Among numerous shifts in personnel, Jamie Stewart is the founding and constant member of Xiu Xiu since the outfit’s formation in 2002, but for their last pair of albums, the core lineup has solidified into Stewart, Angela Seo, and David Kendrick. It’s this trio that shapes, with various additional contributors, the dozen cover songs heard on new album Xiu Mutha Fuckin’ Xiu: Vol. 1, which releases January 16 on vinyl in various color configurations, compact disc, and cassette through Polyvinyl. Collecting a project that began in 2020, the finished works are adventurous yet cohesive.
Covers albums from a single act, when corralling material from assorted sources rather than pinpointing one artist or band (as Stewart did with Nina, their 2013 tribute to Nina Simone) or focusing on a theme (such as the 2016 Record Store Day release Xiu Xiu Plays the Music of Twin Peaks) are most often hit and miss affairs. Occasionally, a set of covers that’s dedicated to various artists can be consistently bland, and less frequently, an utterly disastrous, embarrassing affair.
There’s likely something about stylistic source range that allows for peaks and valleys of inspiration. A collection of micro tributes is also possibly less burdensome when compared to a large-scale single artist salute. But even so, a covers album from a single act that’s focused on material from diverse sources that ultimately shapes up as steadily superb is as rare as, indeed rarer than, the unmitigated catastrophes.
Xiu Mutha Fuckin’ Xiu: Vol. 1 gets in the ballpark of being consistently excellent, perhaps in part because the songs were released individually and then collected as an album after completion and satisfaction rather than conceived as a single release from inside a short timeframe. There are also some thematic realities to consider, including a pocket of songs that fit into an electronic/industrial framework.
There’s a less rigid but still chillily, eerily robotic version of “Warm Leatherette” by The Normal (and don’t forget Grace Jones), its abrasive outbursts fitting in nicely with a take of “Hamburger Lady” by Throbbing Gristle that sidesteps industrial ominousness by intensifying the experimentation. Its effect is still quite unsettling.
Rubbing style shoulders is “Sex Dwarf,” which wrangles Soft Cell’s subversive Burroughsian synth-pop into a techno banger worthy of a Gaspar Noé nightmare scenario. And then deep into side two, there’s a version of “Triple Sun” by Coil that thrives inside a moody, melancholy atmosphere. It conjures up mild but satisfying similarities to Anohni.

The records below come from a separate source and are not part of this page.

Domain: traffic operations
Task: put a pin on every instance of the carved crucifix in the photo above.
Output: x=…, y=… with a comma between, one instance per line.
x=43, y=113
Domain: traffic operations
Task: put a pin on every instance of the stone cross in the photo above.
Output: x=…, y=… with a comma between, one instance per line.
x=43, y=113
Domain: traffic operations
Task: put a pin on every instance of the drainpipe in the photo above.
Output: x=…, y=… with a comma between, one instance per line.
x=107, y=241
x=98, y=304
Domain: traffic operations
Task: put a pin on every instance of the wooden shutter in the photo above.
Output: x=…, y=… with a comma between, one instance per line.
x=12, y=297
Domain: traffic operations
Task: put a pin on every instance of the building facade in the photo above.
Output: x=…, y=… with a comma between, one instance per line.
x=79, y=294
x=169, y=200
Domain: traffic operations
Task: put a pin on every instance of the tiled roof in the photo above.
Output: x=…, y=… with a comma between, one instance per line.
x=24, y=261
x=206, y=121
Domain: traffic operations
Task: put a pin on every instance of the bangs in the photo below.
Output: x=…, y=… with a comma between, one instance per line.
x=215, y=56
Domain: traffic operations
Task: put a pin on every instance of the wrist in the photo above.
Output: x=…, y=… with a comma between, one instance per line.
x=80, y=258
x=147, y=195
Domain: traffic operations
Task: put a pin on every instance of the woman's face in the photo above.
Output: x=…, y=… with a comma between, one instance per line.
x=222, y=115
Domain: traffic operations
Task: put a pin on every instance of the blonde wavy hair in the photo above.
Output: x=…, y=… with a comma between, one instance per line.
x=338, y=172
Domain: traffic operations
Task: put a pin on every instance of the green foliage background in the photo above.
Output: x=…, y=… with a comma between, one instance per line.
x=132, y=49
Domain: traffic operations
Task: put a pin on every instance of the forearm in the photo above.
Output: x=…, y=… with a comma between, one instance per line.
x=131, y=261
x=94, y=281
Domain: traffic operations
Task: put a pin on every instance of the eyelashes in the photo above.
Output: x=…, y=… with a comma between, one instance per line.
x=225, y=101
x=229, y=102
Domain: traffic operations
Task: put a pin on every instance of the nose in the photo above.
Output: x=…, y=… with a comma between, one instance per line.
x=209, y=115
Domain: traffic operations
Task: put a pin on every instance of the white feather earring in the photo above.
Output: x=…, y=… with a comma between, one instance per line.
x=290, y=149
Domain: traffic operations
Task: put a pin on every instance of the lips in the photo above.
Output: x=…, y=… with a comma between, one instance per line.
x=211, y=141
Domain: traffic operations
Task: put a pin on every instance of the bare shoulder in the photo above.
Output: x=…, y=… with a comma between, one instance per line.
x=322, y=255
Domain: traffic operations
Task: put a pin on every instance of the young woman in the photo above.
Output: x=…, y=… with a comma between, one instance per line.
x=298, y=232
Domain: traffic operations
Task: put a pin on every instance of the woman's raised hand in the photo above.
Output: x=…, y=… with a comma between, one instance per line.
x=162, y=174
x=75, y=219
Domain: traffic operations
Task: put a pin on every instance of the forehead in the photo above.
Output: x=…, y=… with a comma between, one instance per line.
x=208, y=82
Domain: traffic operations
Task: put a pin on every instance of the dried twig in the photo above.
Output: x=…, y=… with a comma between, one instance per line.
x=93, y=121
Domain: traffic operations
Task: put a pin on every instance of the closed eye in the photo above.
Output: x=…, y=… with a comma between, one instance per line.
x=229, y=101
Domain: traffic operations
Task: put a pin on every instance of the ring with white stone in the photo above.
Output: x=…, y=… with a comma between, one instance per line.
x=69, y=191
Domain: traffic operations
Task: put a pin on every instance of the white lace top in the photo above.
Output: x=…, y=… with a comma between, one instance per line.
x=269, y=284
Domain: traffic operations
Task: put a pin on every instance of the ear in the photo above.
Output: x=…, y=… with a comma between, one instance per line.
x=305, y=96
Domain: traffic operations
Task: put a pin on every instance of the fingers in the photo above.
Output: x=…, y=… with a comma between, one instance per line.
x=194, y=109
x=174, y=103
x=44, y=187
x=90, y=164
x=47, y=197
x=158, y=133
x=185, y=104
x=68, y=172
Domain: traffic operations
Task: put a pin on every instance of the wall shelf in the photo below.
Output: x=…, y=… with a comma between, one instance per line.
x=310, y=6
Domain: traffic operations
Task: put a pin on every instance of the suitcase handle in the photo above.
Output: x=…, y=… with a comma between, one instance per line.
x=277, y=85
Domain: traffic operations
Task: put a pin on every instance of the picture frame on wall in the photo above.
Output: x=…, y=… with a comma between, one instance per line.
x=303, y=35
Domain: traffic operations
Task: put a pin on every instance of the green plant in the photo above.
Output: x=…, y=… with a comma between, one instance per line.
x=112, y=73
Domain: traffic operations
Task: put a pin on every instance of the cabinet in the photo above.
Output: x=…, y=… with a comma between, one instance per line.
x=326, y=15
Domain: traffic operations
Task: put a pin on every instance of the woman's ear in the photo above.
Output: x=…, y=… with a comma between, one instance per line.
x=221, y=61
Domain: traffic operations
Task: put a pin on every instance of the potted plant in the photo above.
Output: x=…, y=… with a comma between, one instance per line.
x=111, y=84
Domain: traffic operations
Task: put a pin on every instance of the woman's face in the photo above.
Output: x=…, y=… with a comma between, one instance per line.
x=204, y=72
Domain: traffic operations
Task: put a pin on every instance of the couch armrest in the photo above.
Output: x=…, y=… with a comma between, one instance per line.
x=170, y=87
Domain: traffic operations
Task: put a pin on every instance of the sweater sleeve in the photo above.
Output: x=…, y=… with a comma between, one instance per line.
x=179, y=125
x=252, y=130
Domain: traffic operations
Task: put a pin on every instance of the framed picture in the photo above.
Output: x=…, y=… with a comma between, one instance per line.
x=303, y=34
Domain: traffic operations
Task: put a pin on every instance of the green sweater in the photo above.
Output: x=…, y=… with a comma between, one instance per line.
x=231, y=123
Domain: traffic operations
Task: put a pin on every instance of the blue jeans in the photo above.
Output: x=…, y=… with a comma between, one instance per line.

Xiu Xiu’s unified sound draws these complementary selections into an interconnected whole, and straightaway with the echoey, thudding but sweetly recognizable “Psycho Killer” from Talking Heads. Adhering less to the original structure, and smartly so, is a version of “I Put a Spell on You” that still gets to something contemporarily comparable to the mania of the great Screamin’ Jay.
A version of “In Dreams” recalls the operatic brilliance of Roy Orbison, but still sounds like it was recorded in a makeshift studio built in the back of Josie Packard’s sawmill. A version of “Dancing on My Own” by Robyn is marvelously mopey modern techno-pop that’s immediately followed by the electronic relentlessness of “SPQR” by This Heat, and then right after that is the glistening and increasingly (and gradually) hectic “Lick or Sum,” originally by GloRilla.
Following that sort of crunk-spastic mania with a version of “Some Things Last a Long Time” by Daniel Johnston might seem a jarring maneuver. But through savvy audaciousness and clear adoration of the original song, the transition unwinds just fine. Closer “Cherry Bomb” slams the Runaways song into Suicide by way of Chrome, ? & the Mysterians, and Warp Records, then drenches the whole in kerosene and sets that beautiful shit ablaze.
For Xiu Mutha Fuckin’ Xiu: Vol. 1 Xiu Xiu has enlisted such estimable guests as saxophonists Tim Berne and Tony Malaby, guitarist Mary Halvorson, and longtime collaborator, drummer Ches Smith. They add much to a sharp and intense whole. To borrow contemporary phraseology, the album goes hard. Just as importantly, from top to bottom, the LP was obviously a labor of love.